We conclude the Wyoming offense at issue is closer to that considered in Armijo than in Rodriguez-Enriquez. The Wyoming statute requires that a weapon be “drawn,” which the Wyoming Supreme Court has interpreted to mean “in a position for use when [defendant] made the threat.” Ewing v. State, 157 P.3d 943, 947 (Wyo. 2007). Although we are not directed to Wyoming case law directly on point, it would seem that a defendant who threatens a victim with poison or venom would have to threaten to force it on the victim rather than surreptitiously apply it. And we ruled in Armijo that unlike surreptitious poisoning, a threat to “force the poison on the victim” is sufficient to qualify as a threat of physical force. 651 F.3d at 1232 (quotation omitted).
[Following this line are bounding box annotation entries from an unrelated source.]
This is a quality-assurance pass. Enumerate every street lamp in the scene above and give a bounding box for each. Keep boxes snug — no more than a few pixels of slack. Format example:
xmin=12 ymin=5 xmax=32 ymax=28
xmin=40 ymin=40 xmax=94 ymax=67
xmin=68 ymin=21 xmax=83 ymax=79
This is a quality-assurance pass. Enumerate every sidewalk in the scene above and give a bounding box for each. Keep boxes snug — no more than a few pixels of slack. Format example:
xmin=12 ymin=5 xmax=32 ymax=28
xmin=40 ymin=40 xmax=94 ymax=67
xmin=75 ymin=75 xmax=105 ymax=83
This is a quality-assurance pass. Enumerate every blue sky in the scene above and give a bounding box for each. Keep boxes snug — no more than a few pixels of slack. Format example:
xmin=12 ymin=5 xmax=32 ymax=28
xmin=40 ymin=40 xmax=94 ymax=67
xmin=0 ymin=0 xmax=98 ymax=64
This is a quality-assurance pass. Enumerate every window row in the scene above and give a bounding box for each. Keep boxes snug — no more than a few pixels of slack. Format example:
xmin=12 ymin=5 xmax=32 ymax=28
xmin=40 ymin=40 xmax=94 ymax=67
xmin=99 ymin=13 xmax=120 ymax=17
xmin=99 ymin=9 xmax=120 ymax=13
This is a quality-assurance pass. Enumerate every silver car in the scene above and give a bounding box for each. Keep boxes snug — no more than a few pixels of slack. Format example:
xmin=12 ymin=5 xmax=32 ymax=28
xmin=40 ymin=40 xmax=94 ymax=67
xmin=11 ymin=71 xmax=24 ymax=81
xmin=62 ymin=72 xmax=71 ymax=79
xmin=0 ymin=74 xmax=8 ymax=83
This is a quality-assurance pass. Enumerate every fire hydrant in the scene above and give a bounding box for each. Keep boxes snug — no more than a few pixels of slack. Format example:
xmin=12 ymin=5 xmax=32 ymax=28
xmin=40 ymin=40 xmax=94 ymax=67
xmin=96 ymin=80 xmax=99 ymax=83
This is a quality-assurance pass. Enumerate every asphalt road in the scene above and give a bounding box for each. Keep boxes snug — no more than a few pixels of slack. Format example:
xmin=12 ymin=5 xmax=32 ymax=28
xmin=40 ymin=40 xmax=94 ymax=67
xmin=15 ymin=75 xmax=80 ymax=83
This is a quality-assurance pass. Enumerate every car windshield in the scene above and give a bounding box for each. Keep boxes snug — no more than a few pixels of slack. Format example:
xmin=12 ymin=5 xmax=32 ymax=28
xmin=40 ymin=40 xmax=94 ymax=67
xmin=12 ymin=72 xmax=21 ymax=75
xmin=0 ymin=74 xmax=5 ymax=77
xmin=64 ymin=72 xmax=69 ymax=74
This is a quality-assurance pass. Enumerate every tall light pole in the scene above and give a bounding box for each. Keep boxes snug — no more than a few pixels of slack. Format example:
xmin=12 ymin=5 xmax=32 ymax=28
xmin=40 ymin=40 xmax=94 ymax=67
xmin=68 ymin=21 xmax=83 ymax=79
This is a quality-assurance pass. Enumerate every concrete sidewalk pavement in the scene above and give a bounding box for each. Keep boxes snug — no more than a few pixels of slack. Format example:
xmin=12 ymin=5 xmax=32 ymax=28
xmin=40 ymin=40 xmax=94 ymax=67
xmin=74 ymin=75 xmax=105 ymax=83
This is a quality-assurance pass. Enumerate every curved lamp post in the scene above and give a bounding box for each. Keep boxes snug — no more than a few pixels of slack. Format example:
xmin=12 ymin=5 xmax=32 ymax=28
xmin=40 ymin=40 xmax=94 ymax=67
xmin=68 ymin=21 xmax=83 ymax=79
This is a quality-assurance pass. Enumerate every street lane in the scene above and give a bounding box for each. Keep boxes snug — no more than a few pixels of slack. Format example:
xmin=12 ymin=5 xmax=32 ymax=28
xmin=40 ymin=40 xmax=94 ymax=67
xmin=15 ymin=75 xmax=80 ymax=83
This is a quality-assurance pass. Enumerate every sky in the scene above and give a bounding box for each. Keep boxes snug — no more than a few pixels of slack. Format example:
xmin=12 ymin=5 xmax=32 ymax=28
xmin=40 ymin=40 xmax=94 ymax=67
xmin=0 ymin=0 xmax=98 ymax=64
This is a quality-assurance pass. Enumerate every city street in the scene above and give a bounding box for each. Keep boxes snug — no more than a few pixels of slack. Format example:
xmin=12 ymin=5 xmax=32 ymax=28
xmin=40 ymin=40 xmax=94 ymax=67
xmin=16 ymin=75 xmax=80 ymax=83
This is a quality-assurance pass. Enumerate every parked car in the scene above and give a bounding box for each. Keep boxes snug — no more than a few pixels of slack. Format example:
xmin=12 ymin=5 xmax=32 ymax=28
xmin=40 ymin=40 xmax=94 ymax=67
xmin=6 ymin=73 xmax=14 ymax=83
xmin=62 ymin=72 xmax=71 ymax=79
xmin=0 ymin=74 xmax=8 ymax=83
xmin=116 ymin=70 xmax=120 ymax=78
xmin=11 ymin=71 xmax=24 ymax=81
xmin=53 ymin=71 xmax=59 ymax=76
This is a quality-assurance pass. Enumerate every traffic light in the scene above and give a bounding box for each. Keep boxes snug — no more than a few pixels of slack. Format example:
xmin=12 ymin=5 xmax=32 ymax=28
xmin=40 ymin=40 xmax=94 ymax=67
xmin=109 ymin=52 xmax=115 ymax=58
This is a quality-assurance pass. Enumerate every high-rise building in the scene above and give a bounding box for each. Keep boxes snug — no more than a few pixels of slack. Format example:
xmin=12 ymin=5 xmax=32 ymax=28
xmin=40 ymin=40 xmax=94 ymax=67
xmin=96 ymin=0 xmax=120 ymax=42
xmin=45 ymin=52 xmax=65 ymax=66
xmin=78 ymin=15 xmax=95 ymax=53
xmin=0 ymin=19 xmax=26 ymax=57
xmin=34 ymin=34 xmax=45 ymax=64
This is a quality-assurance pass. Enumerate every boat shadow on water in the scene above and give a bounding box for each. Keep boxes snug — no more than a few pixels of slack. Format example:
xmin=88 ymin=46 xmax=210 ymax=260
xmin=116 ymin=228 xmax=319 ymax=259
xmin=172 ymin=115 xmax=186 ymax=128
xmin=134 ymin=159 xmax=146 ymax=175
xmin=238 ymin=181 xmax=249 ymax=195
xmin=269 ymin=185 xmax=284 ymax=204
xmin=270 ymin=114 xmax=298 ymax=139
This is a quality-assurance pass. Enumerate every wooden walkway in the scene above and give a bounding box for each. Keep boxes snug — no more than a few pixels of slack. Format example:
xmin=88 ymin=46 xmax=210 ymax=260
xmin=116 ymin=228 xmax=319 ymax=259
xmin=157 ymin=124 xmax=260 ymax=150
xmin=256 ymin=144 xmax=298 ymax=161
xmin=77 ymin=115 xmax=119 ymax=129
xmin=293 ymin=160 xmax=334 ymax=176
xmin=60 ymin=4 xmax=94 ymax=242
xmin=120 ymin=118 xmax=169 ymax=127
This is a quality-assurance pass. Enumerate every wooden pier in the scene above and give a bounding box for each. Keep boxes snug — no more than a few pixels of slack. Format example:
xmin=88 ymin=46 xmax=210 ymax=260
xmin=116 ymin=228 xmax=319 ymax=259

Devries notes that the Wyoming statute lacks an explicit imminence element, and thus one could threaten to surreptitiously poison a victim at a later date while holding a vial. But the requirement that a defendant threaten to use a deadly weapon that is “in a position for use,” Ewing, 157 P.3d at 947, strongly suggests that the defendant must threaten to use it at the time it is drawn. We thus think that the scenarios proposed by Devries are “hypothetical situations that technically violate the law but have no realistic probability of falling within its application.” Titties, 852 F.3d at 1274 (quotations omitted).
Entered for the Court
1. There appears to be no dispute that the statute at issue is divisible; both parties confine their analyses to the particular subsection under which Devries was convicted. See id. (noting that a divisible statute “sets out one or more elements of the offense in the alternative” (quotation omitted)).
2. These cases considered whether an offense qualified as a “crime of violence” under U.S.S.G. § 2L1.2 rather than § 4B1.2. But the two provisions contain identical elements clauses, and we have construed them in the same fashion. See United Statesv. Armijo, 651 F.3d 1226, 1233 n.4 (10th Cir. 2011).